A perfectly formed gem from the pen of one of Japan’s most important modern writers, Kappa is at once a fable, a comedy and a brilliant satire.
The Kappa is a creature from Japanese folklore described as a scaly, child-sized being with a face like a tiger and a sharp, pointed beak. In the hands of Ryunosuke Akutagawa, one man’s journey to ‘Kappaland’ becomes the vehicle for a critique of Japanese life and customs in the tradition of Swift and Kafka.

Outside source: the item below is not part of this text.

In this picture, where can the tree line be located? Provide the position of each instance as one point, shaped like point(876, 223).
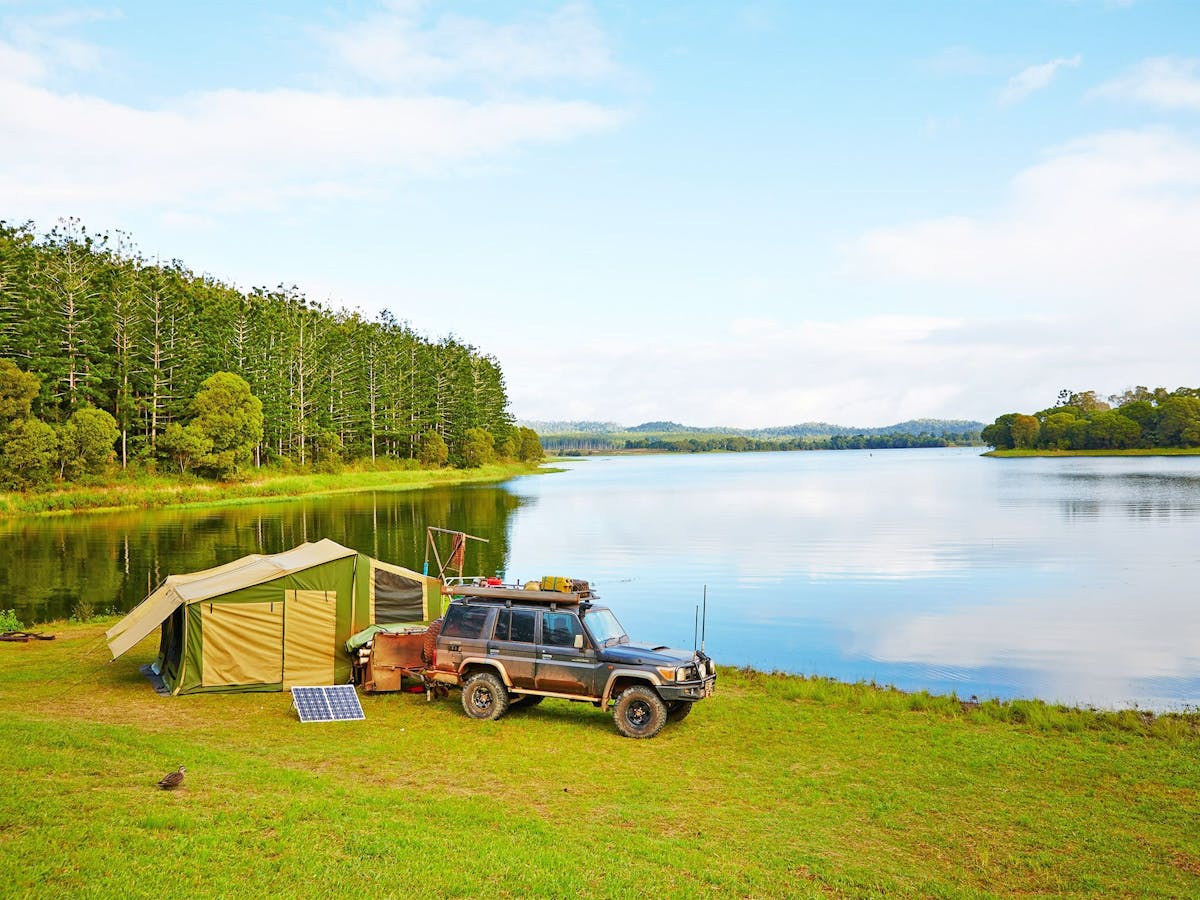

Translated from the Japanese by Geoffrey Bownas
‘A novel of exquisite precision.’ – Spectator
‘A classic of our times, from a literature that deserves to be better known.’ – Scotsman
‘A devilishly cool satire on human behaviour.’ – New Statesman
‘A tiny book with an irresistible quality … exquisite.’ – Sunday Times
RYUNOSUKE AKUTAGAWA (1892–1927) was the author of over a hundred short stories, as well as translations of the works of Anatole France and Yeats. Akutagawa was regarded as a major author during his lifetime, and the Akutagawa Prize, established after his suicide at the age of thirty-five, is now one of Japan’s most prestigious literary awards. Two of the stories from his collection Rashomon formed the basis of the award-winning film of the same title by Akira Kurosawa.